First, some photos from outside the museum itself.
This is a picture of the famous Bridge which I quite like.
Here are Adam and Shoko posing with the bridge behind them. I do not know the sleeping man, but I have to assume that he is a war criminal of some kind.
This is a silly little train which lets tourists ride across the bridge and 1 or 2km into the jungle on the other side, and then ride backwards to the other side.
I blurrily snapped this memorial obelisk in the jungle across the river, from aforementioned silly train. It says something along the lines of “the remains of the Chinese army ascend into heaven.”
This plaque is location near the bridge. I did not, however, see one for the British POWs, although I certainly could have just missed it.
And now we reach the museum portion of our tour. I do not seem to have any photographs of the entrance area, but the first thing you see upon approaching the entrance to the museum proper are these statues of historical figures, with biography written on the wall behind them. I will transcribe the highly amusing text another time.
Here is Tojo.
Adam and Shoko again, with their good friends Josef Stalin and General Douglas MacArthur.
The lovable Albert Einstein gets a wall as well.
Inside the museum we are confronted with more dramatic statues, such as this tableau of POWs constructing the railway.
Here is one in a cage. Note the real straw.
Eerie closeup of another caged POW statue’s face.

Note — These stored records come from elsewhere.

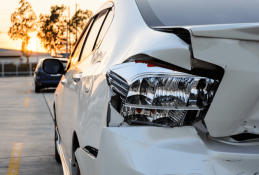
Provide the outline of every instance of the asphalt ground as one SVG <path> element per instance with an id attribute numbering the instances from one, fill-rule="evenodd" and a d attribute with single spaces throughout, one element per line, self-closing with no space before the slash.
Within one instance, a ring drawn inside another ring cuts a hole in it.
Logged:
<path id="1" fill-rule="evenodd" d="M 0 78 L 0 175 L 61 175 L 54 158 L 53 89 L 33 77 Z"/>

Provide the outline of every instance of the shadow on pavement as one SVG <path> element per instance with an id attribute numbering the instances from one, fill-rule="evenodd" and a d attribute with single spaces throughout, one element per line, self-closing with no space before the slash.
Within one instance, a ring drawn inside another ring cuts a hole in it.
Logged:
<path id="1" fill-rule="evenodd" d="M 54 93 L 55 91 L 56 91 L 55 88 L 41 89 L 42 93 Z"/>

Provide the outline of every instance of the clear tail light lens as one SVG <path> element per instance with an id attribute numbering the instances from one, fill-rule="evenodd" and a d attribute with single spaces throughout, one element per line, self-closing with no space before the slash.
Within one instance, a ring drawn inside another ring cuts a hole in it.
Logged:
<path id="1" fill-rule="evenodd" d="M 165 69 L 165 68 L 160 68 Z M 172 71 L 155 72 L 150 67 L 134 81 L 127 81 L 112 70 L 107 73 L 111 89 L 121 96 L 120 114 L 128 123 L 182 126 L 188 111 L 208 109 L 219 82 Z M 168 70 L 168 69 L 166 69 Z"/>

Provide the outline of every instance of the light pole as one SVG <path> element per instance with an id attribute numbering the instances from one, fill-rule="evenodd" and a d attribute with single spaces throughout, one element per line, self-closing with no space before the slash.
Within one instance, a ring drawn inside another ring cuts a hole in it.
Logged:
<path id="1" fill-rule="evenodd" d="M 36 48 L 37 48 L 37 63 L 39 62 L 39 57 L 38 57 L 38 41 L 36 39 Z"/>
<path id="2" fill-rule="evenodd" d="M 67 24 L 67 40 L 66 40 L 66 57 L 68 58 L 68 53 L 67 53 L 67 44 L 68 44 L 68 24 Z"/>
<path id="3" fill-rule="evenodd" d="M 76 3 L 76 41 L 77 41 L 77 23 L 78 23 L 78 20 L 77 20 L 77 6 L 79 6 L 79 5 Z"/>
<path id="4" fill-rule="evenodd" d="M 69 1 L 69 7 L 68 7 L 68 27 L 70 28 L 70 1 Z M 71 53 L 71 43 L 70 43 L 70 30 L 68 30 L 68 33 L 69 33 L 69 36 L 68 36 L 68 39 L 69 39 L 69 42 L 68 42 L 68 46 L 69 46 L 69 53 Z"/>

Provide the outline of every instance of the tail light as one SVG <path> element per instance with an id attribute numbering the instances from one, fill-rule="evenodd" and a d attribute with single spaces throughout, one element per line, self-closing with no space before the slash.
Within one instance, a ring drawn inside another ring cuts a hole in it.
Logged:
<path id="1" fill-rule="evenodd" d="M 118 112 L 125 121 L 167 127 L 182 126 L 188 113 L 207 110 L 219 84 L 141 62 L 111 68 L 107 80 L 120 96 Z"/>

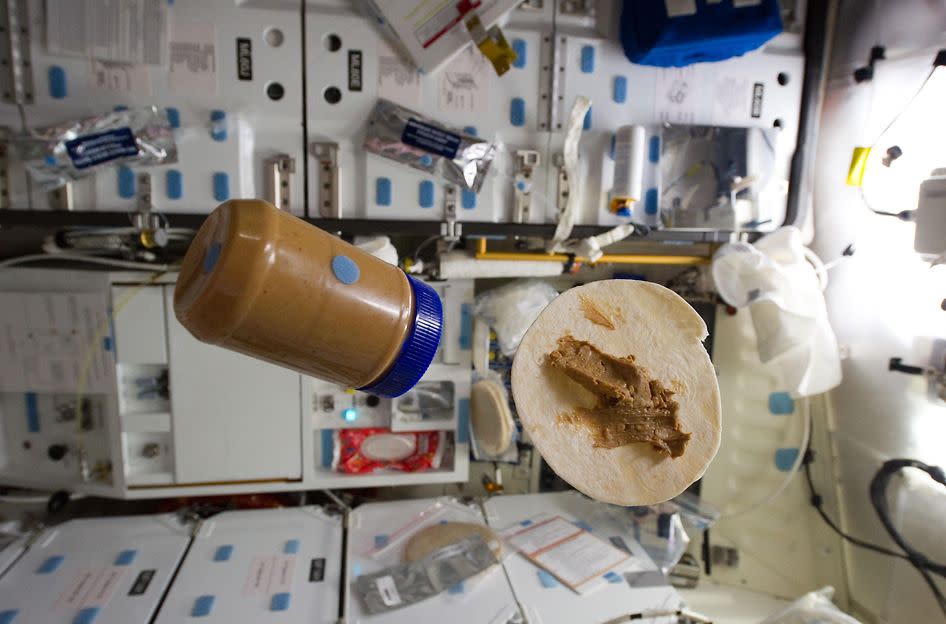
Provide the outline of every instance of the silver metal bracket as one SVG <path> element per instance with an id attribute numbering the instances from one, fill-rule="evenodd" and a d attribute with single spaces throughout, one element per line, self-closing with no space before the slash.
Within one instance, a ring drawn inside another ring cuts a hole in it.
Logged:
<path id="1" fill-rule="evenodd" d="M 66 182 L 46 193 L 50 210 L 75 210 L 73 203 L 72 182 Z"/>
<path id="2" fill-rule="evenodd" d="M 516 150 L 516 176 L 513 180 L 513 223 L 529 221 L 532 207 L 532 173 L 539 166 L 541 158 L 535 150 Z"/>
<path id="3" fill-rule="evenodd" d="M 10 207 L 10 129 L 0 128 L 0 210 Z"/>
<path id="4" fill-rule="evenodd" d="M 577 15 L 581 17 L 595 16 L 594 0 L 562 0 L 558 5 L 562 15 Z"/>
<path id="5" fill-rule="evenodd" d="M 440 224 L 440 235 L 448 242 L 460 240 L 463 235 L 463 225 L 457 223 L 457 187 L 446 184 L 443 187 L 443 223 Z"/>
<path id="6" fill-rule="evenodd" d="M 568 183 L 568 172 L 565 170 L 565 157 L 562 154 L 556 154 L 553 161 L 558 169 L 558 191 L 555 195 L 555 205 L 558 208 L 555 220 L 558 221 L 568 207 L 568 194 L 571 187 Z"/>
<path id="7" fill-rule="evenodd" d="M 33 103 L 28 0 L 0 3 L 0 94 L 7 104 Z"/>
<path id="8" fill-rule="evenodd" d="M 292 174 L 296 172 L 296 159 L 289 154 L 277 154 L 263 163 L 266 172 L 267 200 L 280 210 L 292 207 Z"/>
<path id="9" fill-rule="evenodd" d="M 519 3 L 520 11 L 541 11 L 545 7 L 545 0 L 522 0 Z"/>
<path id="10" fill-rule="evenodd" d="M 312 155 L 318 159 L 319 216 L 342 218 L 341 172 L 338 166 L 338 143 L 313 143 Z"/>
<path id="11" fill-rule="evenodd" d="M 138 174 L 135 193 L 135 213 L 131 222 L 138 232 L 138 241 L 145 249 L 164 247 L 168 244 L 166 220 L 154 212 L 154 196 L 151 194 L 151 174 Z"/>
<path id="12" fill-rule="evenodd" d="M 561 35 L 542 36 L 539 46 L 539 130 L 555 132 L 562 129 L 562 106 L 565 102 L 565 46 Z"/>

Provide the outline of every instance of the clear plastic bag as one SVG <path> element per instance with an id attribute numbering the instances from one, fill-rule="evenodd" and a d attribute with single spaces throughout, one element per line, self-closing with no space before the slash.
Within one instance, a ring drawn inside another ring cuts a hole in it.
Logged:
<path id="1" fill-rule="evenodd" d="M 558 291 L 539 280 L 516 280 L 476 297 L 473 312 L 493 331 L 504 355 L 513 355 L 526 330 Z"/>
<path id="2" fill-rule="evenodd" d="M 832 596 L 834 588 L 831 586 L 808 592 L 760 624 L 861 624 L 860 620 L 834 606 Z"/>
<path id="3" fill-rule="evenodd" d="M 626 527 L 664 575 L 677 565 L 690 543 L 690 536 L 683 528 L 680 508 L 672 502 L 649 507 L 608 505 L 601 513 Z"/>

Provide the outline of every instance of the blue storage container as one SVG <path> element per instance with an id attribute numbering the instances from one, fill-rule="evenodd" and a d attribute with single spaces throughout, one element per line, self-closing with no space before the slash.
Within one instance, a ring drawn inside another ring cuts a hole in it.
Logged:
<path id="1" fill-rule="evenodd" d="M 722 61 L 780 32 L 778 0 L 624 0 L 621 13 L 624 54 L 639 65 Z"/>

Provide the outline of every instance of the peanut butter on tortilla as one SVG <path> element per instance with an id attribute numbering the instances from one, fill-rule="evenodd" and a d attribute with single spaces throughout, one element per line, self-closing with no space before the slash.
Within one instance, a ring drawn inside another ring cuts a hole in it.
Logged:
<path id="1" fill-rule="evenodd" d="M 611 317 L 601 311 L 595 302 L 585 297 L 584 295 L 578 297 L 578 300 L 581 302 L 581 311 L 585 315 L 585 318 L 594 323 L 595 325 L 601 325 L 602 327 L 607 327 L 608 329 L 614 329 L 614 321 L 611 320 Z"/>
<path id="2" fill-rule="evenodd" d="M 590 342 L 566 335 L 547 363 L 595 395 L 592 408 L 577 407 L 561 414 L 559 422 L 584 427 L 597 448 L 618 448 L 647 442 L 659 453 L 683 455 L 690 434 L 680 428 L 679 404 L 673 391 L 634 363 L 629 355 L 617 358 Z"/>

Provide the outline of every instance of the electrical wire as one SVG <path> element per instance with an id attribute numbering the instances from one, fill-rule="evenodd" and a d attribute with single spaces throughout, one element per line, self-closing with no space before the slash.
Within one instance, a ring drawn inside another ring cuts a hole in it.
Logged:
<path id="1" fill-rule="evenodd" d="M 65 260 L 68 262 L 84 262 L 88 264 L 98 264 L 110 266 L 119 269 L 133 269 L 138 271 L 158 271 L 166 273 L 177 269 L 171 264 L 148 264 L 146 262 L 133 262 L 129 260 L 119 260 L 117 258 L 100 258 L 98 256 L 88 256 L 75 253 L 55 253 L 55 254 L 29 254 L 26 256 L 16 256 L 0 261 L 0 269 L 16 266 L 20 264 L 30 264 L 33 262 L 48 262 L 50 260 Z"/>
<path id="2" fill-rule="evenodd" d="M 894 124 L 896 124 L 897 121 L 899 121 L 900 118 L 903 117 L 904 113 L 906 113 L 910 109 L 910 107 L 913 106 L 913 103 L 916 101 L 918 97 L 920 97 L 920 94 L 923 93 L 923 90 L 926 88 L 926 85 L 928 85 L 930 80 L 933 78 L 933 74 L 936 73 L 937 67 L 939 67 L 939 65 L 933 65 L 929 73 L 926 74 L 926 78 L 924 78 L 923 82 L 920 83 L 920 86 L 917 88 L 917 90 L 913 92 L 913 95 L 911 95 L 910 99 L 907 100 L 907 103 L 903 105 L 903 108 L 901 108 L 893 116 L 893 118 L 887 123 L 887 125 L 884 126 L 884 129 L 880 131 L 880 133 L 877 135 L 877 138 L 875 138 L 873 143 L 871 143 L 868 146 L 867 148 L 868 150 L 873 150 L 877 146 L 877 144 L 880 143 L 880 140 L 884 138 L 884 135 L 887 134 L 887 132 L 889 132 L 890 129 L 894 126 Z M 864 192 L 864 185 L 860 184 L 858 185 L 858 188 L 860 189 L 861 201 L 864 203 L 864 206 L 866 206 L 867 209 L 873 212 L 874 214 L 880 215 L 883 217 L 896 217 L 900 219 L 901 221 L 910 220 L 910 216 L 913 212 L 912 210 L 901 210 L 900 212 L 889 212 L 887 210 L 878 210 L 877 208 L 874 208 L 874 206 L 867 199 L 867 194 Z"/>
<path id="3" fill-rule="evenodd" d="M 906 542 L 906 540 L 903 539 L 903 536 L 900 535 L 900 532 L 893 525 L 893 522 L 890 519 L 890 512 L 885 496 L 890 477 L 895 472 L 902 470 L 903 468 L 909 467 L 925 470 L 935 481 L 946 485 L 946 478 L 943 476 L 943 470 L 937 466 L 928 466 L 927 464 L 912 459 L 894 459 L 884 462 L 883 466 L 880 467 L 880 469 L 874 475 L 874 478 L 871 480 L 871 504 L 873 505 L 874 511 L 877 512 L 877 516 L 880 518 L 881 524 L 883 524 L 891 539 L 893 539 L 893 541 L 903 549 L 904 552 L 900 553 L 845 533 L 828 516 L 828 514 L 825 513 L 824 509 L 822 508 L 823 500 L 821 496 L 815 491 L 814 482 L 811 478 L 811 461 L 812 454 L 811 449 L 809 448 L 805 452 L 805 480 L 808 482 L 808 490 L 811 492 L 811 504 L 815 508 L 815 511 L 818 512 L 818 515 L 821 516 L 821 519 L 824 520 L 825 524 L 827 524 L 831 530 L 837 533 L 842 539 L 854 544 L 855 546 L 859 546 L 881 555 L 887 555 L 889 557 L 895 557 L 897 559 L 903 559 L 909 562 L 920 574 L 920 576 L 923 577 L 923 580 L 926 582 L 930 588 L 930 591 L 933 593 L 933 597 L 936 600 L 937 605 L 939 606 L 940 610 L 942 610 L 943 615 L 946 616 L 946 596 L 943 595 L 943 592 L 940 591 L 939 587 L 936 585 L 935 580 L 930 576 L 930 573 L 932 572 L 933 574 L 946 578 L 946 565 L 930 561 L 923 553 L 913 549 L 913 547 L 911 547 Z"/>

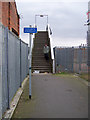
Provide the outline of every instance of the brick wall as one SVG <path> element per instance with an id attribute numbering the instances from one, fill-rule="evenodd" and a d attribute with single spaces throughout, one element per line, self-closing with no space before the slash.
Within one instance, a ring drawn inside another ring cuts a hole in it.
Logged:
<path id="1" fill-rule="evenodd" d="M 0 22 L 2 21 L 2 3 L 0 2 Z"/>
<path id="2" fill-rule="evenodd" d="M 5 27 L 8 27 L 8 15 L 9 11 L 8 11 L 8 2 L 3 2 L 2 3 L 2 24 Z"/>
<path id="3" fill-rule="evenodd" d="M 19 15 L 15 2 L 0 2 L 0 22 L 19 36 Z"/>

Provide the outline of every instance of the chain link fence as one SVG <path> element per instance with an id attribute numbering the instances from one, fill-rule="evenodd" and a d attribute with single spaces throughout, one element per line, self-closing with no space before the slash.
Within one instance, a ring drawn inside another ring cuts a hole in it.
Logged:
<path id="1" fill-rule="evenodd" d="M 87 47 L 56 47 L 55 54 L 55 71 L 59 72 L 88 72 L 88 52 Z"/>
<path id="2" fill-rule="evenodd" d="M 0 24 L 0 118 L 28 74 L 28 45 Z"/>

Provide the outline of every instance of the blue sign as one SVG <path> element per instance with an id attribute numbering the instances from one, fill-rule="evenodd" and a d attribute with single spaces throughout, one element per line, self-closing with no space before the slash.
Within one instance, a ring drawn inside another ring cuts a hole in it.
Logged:
<path id="1" fill-rule="evenodd" d="M 37 33 L 37 28 L 24 28 L 24 33 Z"/>

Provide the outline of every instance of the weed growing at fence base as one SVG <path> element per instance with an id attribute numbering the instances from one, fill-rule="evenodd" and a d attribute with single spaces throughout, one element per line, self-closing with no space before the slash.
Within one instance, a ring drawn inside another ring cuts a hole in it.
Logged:
<path id="1" fill-rule="evenodd" d="M 80 74 L 79 77 L 88 81 L 88 74 L 87 73 Z"/>
<path id="2" fill-rule="evenodd" d="M 68 73 L 68 72 L 60 72 L 60 73 L 56 73 L 54 74 L 56 76 L 67 76 L 67 75 L 74 75 L 74 73 Z"/>
<path id="3" fill-rule="evenodd" d="M 56 76 L 74 76 L 75 73 L 68 73 L 68 72 L 60 72 L 60 73 L 56 73 L 54 74 Z M 88 81 L 88 74 L 87 73 L 82 73 L 82 74 L 78 74 L 78 77 Z"/>

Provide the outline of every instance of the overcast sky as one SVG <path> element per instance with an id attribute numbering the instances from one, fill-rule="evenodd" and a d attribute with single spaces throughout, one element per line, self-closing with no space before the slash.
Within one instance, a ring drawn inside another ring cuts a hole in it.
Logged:
<path id="1" fill-rule="evenodd" d="M 86 44 L 88 0 L 16 0 L 20 20 L 20 37 L 29 43 L 23 28 L 35 24 L 35 15 L 48 15 L 52 29 L 53 46 L 78 46 Z M 38 29 L 45 29 L 47 17 L 36 18 Z"/>

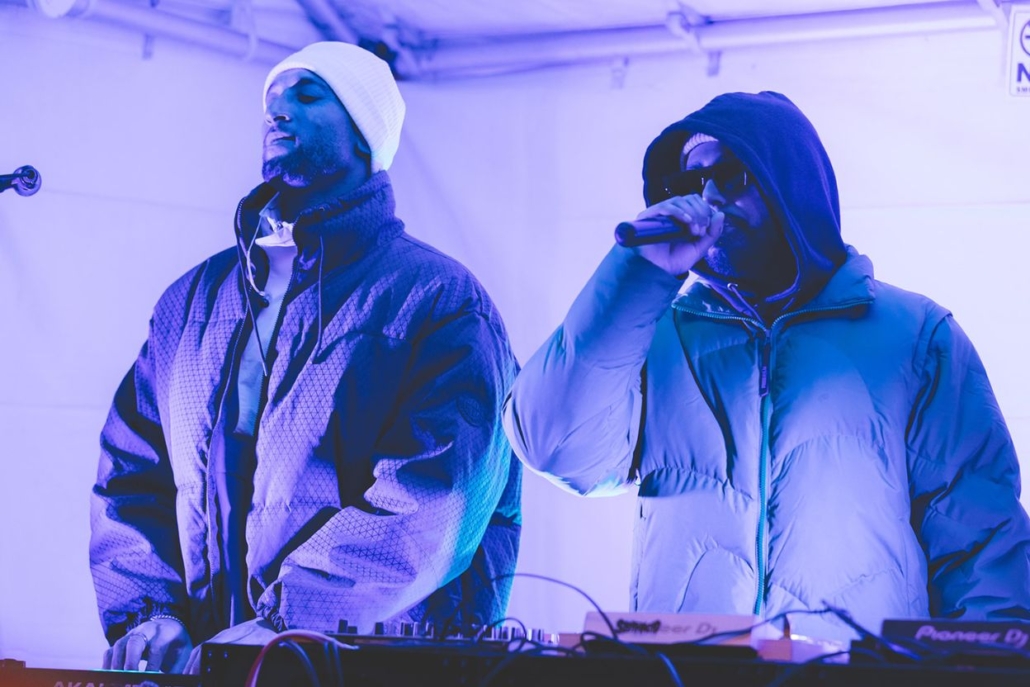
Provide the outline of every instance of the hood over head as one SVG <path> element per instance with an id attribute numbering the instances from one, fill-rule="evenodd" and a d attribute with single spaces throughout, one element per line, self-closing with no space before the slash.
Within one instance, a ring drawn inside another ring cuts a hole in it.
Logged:
<path id="1" fill-rule="evenodd" d="M 797 258 L 797 278 L 782 300 L 783 310 L 811 300 L 844 262 L 840 201 L 833 166 L 808 118 L 786 96 L 772 91 L 727 93 L 672 124 L 644 155 L 644 200 L 668 198 L 663 178 L 680 170 L 687 139 L 703 133 L 740 158 L 758 184 L 769 212 Z M 739 298 L 702 260 L 694 271 L 734 305 Z"/>

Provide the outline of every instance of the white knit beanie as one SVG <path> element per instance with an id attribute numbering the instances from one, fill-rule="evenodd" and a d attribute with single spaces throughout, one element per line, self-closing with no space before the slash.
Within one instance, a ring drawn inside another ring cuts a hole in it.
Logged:
<path id="1" fill-rule="evenodd" d="M 307 69 L 320 76 L 372 149 L 372 173 L 390 168 L 401 141 L 404 100 L 386 62 L 350 43 L 312 43 L 272 67 L 262 102 L 275 77 L 287 69 Z"/>
<path id="2" fill-rule="evenodd" d="M 680 159 L 681 160 L 686 160 L 687 159 L 687 155 L 690 154 L 690 151 L 693 150 L 694 148 L 698 147 L 702 143 L 718 143 L 718 142 L 719 142 L 719 139 L 715 138 L 714 136 L 709 136 L 708 134 L 701 134 L 701 133 L 694 134 L 693 136 L 691 136 L 690 138 L 687 139 L 686 143 L 683 144 L 683 152 L 680 153 Z"/>

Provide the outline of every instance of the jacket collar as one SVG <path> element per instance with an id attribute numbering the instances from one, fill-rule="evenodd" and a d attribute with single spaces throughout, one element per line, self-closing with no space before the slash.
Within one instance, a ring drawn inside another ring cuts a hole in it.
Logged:
<path id="1" fill-rule="evenodd" d="M 846 248 L 847 258 L 844 264 L 833 273 L 826 286 L 810 301 L 801 303 L 781 315 L 781 318 L 800 312 L 842 310 L 875 300 L 876 280 L 873 277 L 872 261 L 852 246 Z M 695 315 L 754 320 L 750 312 L 731 305 L 730 301 L 703 279 L 698 279 L 680 293 L 672 305 L 677 310 Z"/>
<path id="2" fill-rule="evenodd" d="M 257 258 L 255 253 L 261 252 L 252 249 L 253 239 L 261 222 L 261 211 L 276 193 L 275 187 L 266 182 L 240 202 L 235 228 L 244 266 L 248 249 L 252 258 Z M 378 172 L 335 201 L 305 210 L 293 228 L 299 265 L 302 268 L 313 265 L 324 248 L 325 254 L 321 257 L 326 271 L 331 271 L 393 240 L 404 230 L 404 223 L 394 215 L 395 208 L 390 177 L 386 172 Z"/>

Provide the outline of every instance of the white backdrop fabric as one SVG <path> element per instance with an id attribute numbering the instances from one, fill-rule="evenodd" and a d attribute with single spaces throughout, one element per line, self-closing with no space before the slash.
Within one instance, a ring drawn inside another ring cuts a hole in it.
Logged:
<path id="1" fill-rule="evenodd" d="M 96 666 L 88 494 L 108 404 L 173 279 L 232 241 L 259 180 L 267 66 L 0 7 L 0 657 Z M 771 89 L 833 160 L 845 240 L 881 279 L 949 307 L 1030 460 L 1030 99 L 1006 95 L 1000 33 L 740 50 L 402 84 L 392 176 L 413 235 L 458 258 L 525 361 L 643 207 L 640 162 L 668 123 L 726 91 Z M 1027 502 L 1024 497 L 1024 503 Z M 627 607 L 632 495 L 571 496 L 529 475 L 519 569 Z M 684 523 L 684 527 L 689 527 Z M 510 615 L 581 628 L 585 600 L 515 583 Z"/>

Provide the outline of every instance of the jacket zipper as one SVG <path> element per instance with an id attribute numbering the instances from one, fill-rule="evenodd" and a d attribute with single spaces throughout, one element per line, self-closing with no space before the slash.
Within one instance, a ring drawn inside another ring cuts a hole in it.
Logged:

Adam and his new friend, the WW2-era Japanese soldier driving an old car.
The driver.
Another old car. I do not recognize the make, but it is covered in dust that may weigh as much as the steel.
US Army signal core teletypewriter
Recreation of Japanese army tent
Read the text carefully. Do you know when the CD was invented?
A message from Japan to the Thai people. It’s a bit hard to read, so if anyone wants I can transcribe it.
A British anti-Japan political cartoon
Overall, the museum is a complete shambles. While it has a huge array of cool stuff, it is strewn about almost at random, covered in dust, and sometimes behind other stuff. Not to mention placed in crowded and un-lit cases with poor labeling. Despite the numerous flaws, it is certainly worth a visit if you are in the area, but I can’t say that it will do much to provide any sort of historical narrative, and certainly does not even try to meet the standard hoped for by the Times article I began this post with.